Temperatures are reaching an unprecedented global high. Climate change is driving massive heating and droughts. This year, the USA broke all records for high temperatures. According to Reuters’ analysis of North American Electric Reliability Corporation (NERC) data, 9,656 outages occurred annually between 2015 and 2020. Ominously, that is approximately double the average during the previous six-year period. This is not the culmination: indications are that 2023 and further years may generate even worse heatwaves. NERC’s 2022 Summer Reliability Assessment predicted power outages in parts of the Midwest, California and Texas this summer.
Although various targets are engaged to reach carbon net-zero, immediate remediation is needed by utilities to ensure that people do not suffer from the heatwaves, including those vulnerable citizens who are most at risk.
Ensuring Supply Can Keep Up With Demand
Greater insight and control over energy consumption will be critical for both utilities and consumers as the distribution system faces heat stress. Increased energy demand during the summer months, as more use is made of AC, and further challenges that arise from changing user behavior and demand, increasing electric vehicle (EV) adoption and microgrids and other distributed energy resources (DERs) infrastructure.
Distributed Intelligence – A Positive Step Forward
A Distributed Intelligence (DI) platform combines smart platforms (meters, devices and other sensors) with peer-to-peer connectivity. Applications can be used in the field to solve existing and new challenges. Key benefits from this approach include grid optimization, asset management, integration of DERs, and consumer engagement—all essential to ensuring supply can keep up with demand in hot weather.
Engaging the End User to Ameliorate Peak Energy Grid Stress
This DI technology provides opportunities to enable consumers to make improved decisions about their energy usage. One of the easiest ways is giving consumers access to their consumption data in real time through their meter over broadband. They can then often change their daily habits to reduce costs and balance their domestic budget.
A well-designed demand response (DR) program advances this technology further. The concept is straightforward: during high demand periods, end users reduce their usage and are rewarded with an incentive payment or another form of financial compensation. This additional to savings realized from using less energy during peak price periods.
Some DR programs are operated by the customer. More sophisticated direct control programs allow utility companies to interact with appliances at a distance, and, for example, allow utility companies to automatically turn off appliances such as air conditioning for a short time when necessary to prevent serious overloads. This operation works without any need for intervention by the customer.
Other types of programs require the consumer to take action. For example, Time-of-Use (TOU) or peak alerts need to share real-time data with consumers. These insights help consumers made educated decisions about which appliances can be turned-down or switched-off in response to pricing signals from the utility.
Successful DR Program Insights
A successful DR program must be carefully designed if it is to operate successfully.

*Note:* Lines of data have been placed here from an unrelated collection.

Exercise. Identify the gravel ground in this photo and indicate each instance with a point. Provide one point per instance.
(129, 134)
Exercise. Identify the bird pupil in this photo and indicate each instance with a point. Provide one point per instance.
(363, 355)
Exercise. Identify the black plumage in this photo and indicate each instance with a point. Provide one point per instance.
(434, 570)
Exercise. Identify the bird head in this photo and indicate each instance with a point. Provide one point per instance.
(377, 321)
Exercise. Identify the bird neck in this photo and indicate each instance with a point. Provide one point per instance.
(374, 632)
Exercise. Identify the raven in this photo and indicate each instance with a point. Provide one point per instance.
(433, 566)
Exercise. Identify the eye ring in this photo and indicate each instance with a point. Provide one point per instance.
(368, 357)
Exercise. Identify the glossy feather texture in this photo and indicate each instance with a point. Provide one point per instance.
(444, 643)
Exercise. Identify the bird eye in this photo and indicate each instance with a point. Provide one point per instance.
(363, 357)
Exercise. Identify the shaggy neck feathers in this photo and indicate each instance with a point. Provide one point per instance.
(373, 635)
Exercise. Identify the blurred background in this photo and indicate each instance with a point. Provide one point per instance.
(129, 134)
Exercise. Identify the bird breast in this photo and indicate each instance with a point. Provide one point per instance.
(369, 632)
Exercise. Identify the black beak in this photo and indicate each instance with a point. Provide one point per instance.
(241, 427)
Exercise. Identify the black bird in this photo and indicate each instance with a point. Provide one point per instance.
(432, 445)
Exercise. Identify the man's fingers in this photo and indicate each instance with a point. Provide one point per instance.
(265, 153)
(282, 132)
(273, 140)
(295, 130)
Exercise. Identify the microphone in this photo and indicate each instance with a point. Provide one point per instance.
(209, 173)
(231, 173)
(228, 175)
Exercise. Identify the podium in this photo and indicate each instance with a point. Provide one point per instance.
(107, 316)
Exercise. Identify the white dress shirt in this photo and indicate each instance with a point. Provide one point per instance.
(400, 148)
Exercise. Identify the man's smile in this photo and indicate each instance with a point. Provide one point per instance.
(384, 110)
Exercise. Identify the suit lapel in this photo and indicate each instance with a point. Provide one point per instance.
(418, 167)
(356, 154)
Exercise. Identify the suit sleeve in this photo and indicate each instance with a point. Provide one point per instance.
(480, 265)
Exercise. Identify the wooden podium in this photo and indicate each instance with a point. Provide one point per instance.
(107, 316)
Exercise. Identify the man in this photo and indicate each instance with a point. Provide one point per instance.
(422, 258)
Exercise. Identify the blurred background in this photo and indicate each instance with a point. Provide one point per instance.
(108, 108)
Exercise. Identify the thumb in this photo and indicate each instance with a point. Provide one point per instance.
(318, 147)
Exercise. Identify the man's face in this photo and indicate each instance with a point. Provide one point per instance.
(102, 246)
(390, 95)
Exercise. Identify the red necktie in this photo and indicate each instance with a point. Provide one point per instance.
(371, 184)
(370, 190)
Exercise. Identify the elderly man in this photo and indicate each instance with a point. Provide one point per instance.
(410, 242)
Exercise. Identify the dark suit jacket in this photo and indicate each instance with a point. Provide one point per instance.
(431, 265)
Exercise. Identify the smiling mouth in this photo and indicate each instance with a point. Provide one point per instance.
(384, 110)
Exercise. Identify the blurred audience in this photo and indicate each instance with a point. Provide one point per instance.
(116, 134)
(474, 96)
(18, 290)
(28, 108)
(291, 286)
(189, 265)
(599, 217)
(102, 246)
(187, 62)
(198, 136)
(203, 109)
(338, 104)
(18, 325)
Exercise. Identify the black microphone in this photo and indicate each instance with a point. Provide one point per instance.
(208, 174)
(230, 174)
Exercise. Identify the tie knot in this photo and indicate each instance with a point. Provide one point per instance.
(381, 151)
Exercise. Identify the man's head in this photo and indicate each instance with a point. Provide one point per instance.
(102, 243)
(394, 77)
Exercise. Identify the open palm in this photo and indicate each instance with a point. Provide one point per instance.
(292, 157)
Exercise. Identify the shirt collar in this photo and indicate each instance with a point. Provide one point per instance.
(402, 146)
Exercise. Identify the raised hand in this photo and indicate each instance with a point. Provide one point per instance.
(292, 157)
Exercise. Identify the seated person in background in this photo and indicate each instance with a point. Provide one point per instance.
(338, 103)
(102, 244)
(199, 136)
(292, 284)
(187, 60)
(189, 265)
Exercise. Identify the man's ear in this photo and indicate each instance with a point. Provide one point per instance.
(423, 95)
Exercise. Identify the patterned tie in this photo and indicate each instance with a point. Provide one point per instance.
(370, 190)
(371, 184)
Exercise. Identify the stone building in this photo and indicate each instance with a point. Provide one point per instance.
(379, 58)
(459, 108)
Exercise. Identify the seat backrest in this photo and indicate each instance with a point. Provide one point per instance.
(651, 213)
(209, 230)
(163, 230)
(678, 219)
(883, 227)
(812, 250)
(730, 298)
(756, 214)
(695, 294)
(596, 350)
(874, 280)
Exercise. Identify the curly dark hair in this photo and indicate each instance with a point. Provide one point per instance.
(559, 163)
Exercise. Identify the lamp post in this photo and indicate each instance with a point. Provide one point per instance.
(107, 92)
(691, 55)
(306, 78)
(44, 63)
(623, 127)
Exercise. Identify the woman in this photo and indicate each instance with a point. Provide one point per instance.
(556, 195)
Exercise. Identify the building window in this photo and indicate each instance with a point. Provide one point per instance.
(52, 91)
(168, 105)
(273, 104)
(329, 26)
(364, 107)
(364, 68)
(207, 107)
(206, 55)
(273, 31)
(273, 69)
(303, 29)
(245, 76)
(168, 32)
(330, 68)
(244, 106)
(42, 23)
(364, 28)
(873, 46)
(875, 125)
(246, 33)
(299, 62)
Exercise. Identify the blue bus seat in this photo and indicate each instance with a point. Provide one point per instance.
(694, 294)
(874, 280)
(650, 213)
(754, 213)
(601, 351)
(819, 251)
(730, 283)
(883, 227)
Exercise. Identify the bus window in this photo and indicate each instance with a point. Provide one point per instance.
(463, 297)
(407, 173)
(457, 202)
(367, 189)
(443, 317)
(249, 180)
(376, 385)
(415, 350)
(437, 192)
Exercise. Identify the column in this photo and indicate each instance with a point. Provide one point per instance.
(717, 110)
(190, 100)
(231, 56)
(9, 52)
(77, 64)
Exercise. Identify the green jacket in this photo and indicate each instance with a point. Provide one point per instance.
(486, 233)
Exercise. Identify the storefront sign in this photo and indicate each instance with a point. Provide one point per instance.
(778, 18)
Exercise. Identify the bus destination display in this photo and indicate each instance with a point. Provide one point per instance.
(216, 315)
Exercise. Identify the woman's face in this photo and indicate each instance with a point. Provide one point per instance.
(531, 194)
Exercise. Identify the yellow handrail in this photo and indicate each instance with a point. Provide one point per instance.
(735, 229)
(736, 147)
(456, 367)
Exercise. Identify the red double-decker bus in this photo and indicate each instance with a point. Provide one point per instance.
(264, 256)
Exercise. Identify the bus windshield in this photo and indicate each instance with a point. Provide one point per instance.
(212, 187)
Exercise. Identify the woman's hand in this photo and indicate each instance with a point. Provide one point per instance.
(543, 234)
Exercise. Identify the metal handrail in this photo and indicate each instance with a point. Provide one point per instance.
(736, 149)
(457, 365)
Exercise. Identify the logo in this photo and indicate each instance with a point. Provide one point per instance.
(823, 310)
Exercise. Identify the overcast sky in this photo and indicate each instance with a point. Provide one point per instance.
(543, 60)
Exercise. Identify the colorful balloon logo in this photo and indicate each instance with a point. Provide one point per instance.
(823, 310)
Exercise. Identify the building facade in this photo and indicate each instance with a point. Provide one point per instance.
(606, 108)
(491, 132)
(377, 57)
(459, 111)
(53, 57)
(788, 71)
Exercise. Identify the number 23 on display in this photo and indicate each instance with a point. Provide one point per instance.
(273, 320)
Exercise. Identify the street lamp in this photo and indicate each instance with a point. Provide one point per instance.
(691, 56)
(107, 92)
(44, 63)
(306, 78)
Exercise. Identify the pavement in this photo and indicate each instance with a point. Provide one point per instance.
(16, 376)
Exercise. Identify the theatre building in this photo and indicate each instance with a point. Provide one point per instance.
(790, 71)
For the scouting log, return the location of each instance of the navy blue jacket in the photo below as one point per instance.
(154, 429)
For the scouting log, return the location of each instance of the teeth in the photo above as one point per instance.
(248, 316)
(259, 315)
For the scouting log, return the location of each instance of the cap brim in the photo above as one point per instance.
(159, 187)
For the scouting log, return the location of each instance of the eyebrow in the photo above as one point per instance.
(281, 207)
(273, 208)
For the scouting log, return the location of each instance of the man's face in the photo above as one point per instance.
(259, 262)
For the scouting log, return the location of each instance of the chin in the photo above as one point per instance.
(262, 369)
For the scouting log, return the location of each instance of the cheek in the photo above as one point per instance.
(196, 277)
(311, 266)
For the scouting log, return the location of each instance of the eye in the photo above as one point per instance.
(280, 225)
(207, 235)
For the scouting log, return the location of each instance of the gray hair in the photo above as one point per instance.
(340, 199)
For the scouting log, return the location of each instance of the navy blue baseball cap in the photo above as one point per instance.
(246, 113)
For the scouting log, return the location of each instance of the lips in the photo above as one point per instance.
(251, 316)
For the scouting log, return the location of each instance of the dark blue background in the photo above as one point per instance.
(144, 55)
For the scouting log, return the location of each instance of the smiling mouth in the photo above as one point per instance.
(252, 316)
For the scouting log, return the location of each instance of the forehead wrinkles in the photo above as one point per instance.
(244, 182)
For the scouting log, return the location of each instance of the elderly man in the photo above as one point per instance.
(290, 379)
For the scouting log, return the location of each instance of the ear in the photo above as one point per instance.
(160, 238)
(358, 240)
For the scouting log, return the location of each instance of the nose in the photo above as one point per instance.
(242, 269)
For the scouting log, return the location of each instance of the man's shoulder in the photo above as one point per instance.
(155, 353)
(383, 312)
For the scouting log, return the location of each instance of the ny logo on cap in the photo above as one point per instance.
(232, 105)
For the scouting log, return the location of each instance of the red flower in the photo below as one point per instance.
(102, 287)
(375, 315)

Everything from technology implementations (smart meters, analytics solutions, and complementary systems) needs to be integrated with compensation, billing, and regulatory frameworks, and all must be included in the system. DR programs by utility companies must engage customers in depth, including basic energy education, to community awareness campaigns, green living and competitions and other awareness issues such as recycling.
This method is to utilize a partnership between utility and end-user so that customers can do their bit to prevent blackouts and brownouts during a heatwave, and ensure the reliability of electric generation and distribution.